Conductors Retreat at Medomak

In 1904, Frank Poland and Walter Bentley founded Medomak Farm Camp. In 1905, the name was changed to Medomak Camp. Generations of young men and women grew up with the Medomak philosophy: expand yourself; compete with your own abilities and standards. Set your own strategies and vigorously pursue your achievements, but always remember the other person.

“We could hold the retreat at a university or a conference center, but it wouldn’t be the same; it wouldn’t be a retreat. Medomak’s location provides a change, a departure from everyday life. I began going to this place when I was eight years old. There is still a unique feeling of what this place once was. The values that used to be taught here can benefit the world of music in general, and conductors in particular.

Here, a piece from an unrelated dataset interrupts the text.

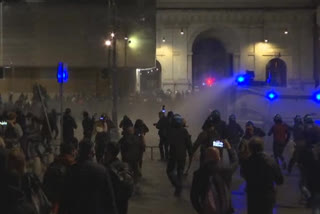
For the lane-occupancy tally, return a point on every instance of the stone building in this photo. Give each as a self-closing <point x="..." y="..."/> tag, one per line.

It is the perfect place for conductors to shed whatever veneer they have accumulated, or walls that may have grown between themselves and the music or musicians. It is also simply a great place to accomplish something. There are few distractions; it’s quiet, not every minute is scheduled. The work is intensive, yet there is time to get away, to work, and to think.”
Kenneth Kiesler, Founder and Director

The Difference

The Conductors Retreat at Medomak is a singular place where you can…

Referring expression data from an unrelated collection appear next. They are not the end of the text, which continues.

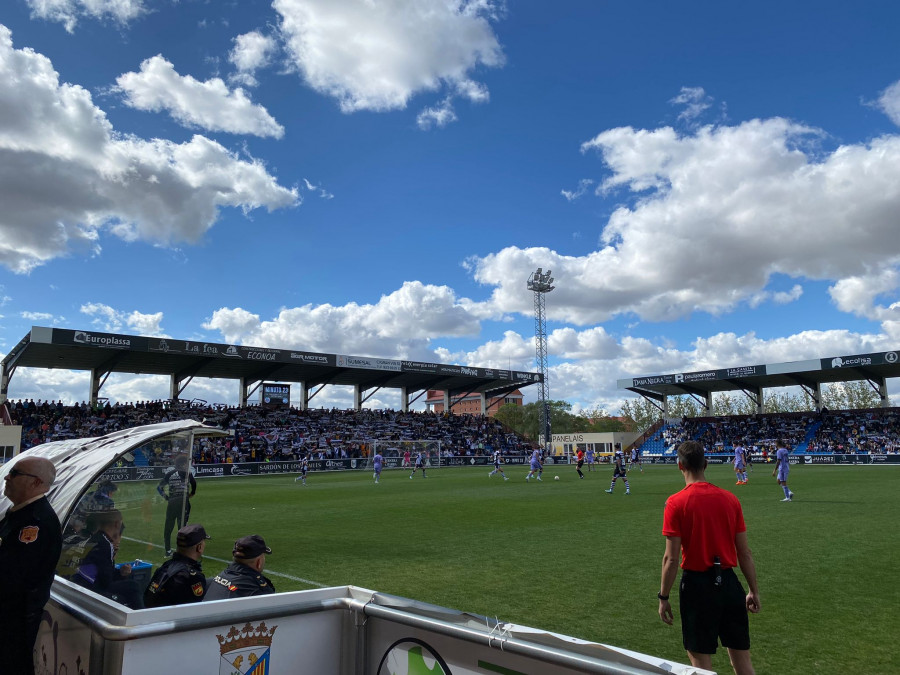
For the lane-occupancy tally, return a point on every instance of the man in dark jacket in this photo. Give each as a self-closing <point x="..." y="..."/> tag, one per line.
<point x="244" y="576"/>
<point x="180" y="581"/>
<point x="98" y="571"/>
<point x="30" y="544"/>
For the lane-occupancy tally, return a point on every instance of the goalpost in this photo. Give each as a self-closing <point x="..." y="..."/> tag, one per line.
<point x="394" y="453"/>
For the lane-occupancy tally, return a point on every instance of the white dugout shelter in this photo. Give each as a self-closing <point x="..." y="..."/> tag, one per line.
<point x="342" y="631"/>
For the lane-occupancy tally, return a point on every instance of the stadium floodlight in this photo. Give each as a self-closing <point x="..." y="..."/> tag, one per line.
<point x="540" y="283"/>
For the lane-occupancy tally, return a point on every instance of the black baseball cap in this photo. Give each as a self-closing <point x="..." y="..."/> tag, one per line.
<point x="191" y="535"/>
<point x="250" y="547"/>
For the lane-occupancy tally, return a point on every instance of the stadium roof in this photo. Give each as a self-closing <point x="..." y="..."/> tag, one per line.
<point x="184" y="359"/>
<point x="809" y="374"/>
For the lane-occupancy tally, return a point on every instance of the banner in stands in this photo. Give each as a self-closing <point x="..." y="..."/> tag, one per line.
<point x="62" y="336"/>
<point x="794" y="459"/>
<point x="130" y="473"/>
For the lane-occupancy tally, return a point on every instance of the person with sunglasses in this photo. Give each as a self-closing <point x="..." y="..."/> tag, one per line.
<point x="30" y="544"/>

  • Find new perspectives and skills in score-study, invest time studying the music, learn important repertoire and gain deeper understanding.

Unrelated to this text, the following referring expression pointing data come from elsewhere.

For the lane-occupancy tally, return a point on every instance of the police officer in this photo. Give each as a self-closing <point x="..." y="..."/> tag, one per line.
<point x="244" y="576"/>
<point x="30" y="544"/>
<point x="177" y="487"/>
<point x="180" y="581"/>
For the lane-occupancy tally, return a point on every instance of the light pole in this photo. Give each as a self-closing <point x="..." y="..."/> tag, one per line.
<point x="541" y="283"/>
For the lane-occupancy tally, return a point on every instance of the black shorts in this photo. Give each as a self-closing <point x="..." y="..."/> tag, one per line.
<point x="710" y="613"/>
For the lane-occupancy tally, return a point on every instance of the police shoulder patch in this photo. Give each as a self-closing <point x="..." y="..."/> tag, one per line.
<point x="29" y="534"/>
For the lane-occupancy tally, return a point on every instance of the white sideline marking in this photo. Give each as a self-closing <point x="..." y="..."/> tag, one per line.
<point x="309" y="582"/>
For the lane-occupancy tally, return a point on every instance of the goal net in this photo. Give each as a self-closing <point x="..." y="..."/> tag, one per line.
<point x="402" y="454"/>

  • Discover new ways to free your body of tension and become more expressive.
  • Advance your aural skills, score-reading, conducting technique and rehearsal skills.
  • Gain podium experience conducting professional musicians.
  • Experience a holistic, personal, individual approach to mentoring and teaching.
  • Explore a wide spectrum of conducting issues, skills and perspectives.
  • Develop constructive personal leadership attributes.
  • Focus on the art and the craft of conducting, the music, the people, and service to the community.
  • Find exciting new perspectives and ideas among new colleagues and experienced, inspiring faculty.
  • Benefit from the physical space and time to be alone and contemplative.
  • Live, learn, and work within a community committed to a philosophy of non-competitiveness.
  • Reap rewards from the interconnection of personal growth with conducting growth.
  • Live and learn in an environment where conductors at all stages can both benefit and contribute.
  • Be assured that mentoring, teaching and learning are honored.
  • Synthesize score-study, aural skills, movement and physical expression.
  • Practice conducting that is specific, expressive, and resonant with who you are as an artist and individual.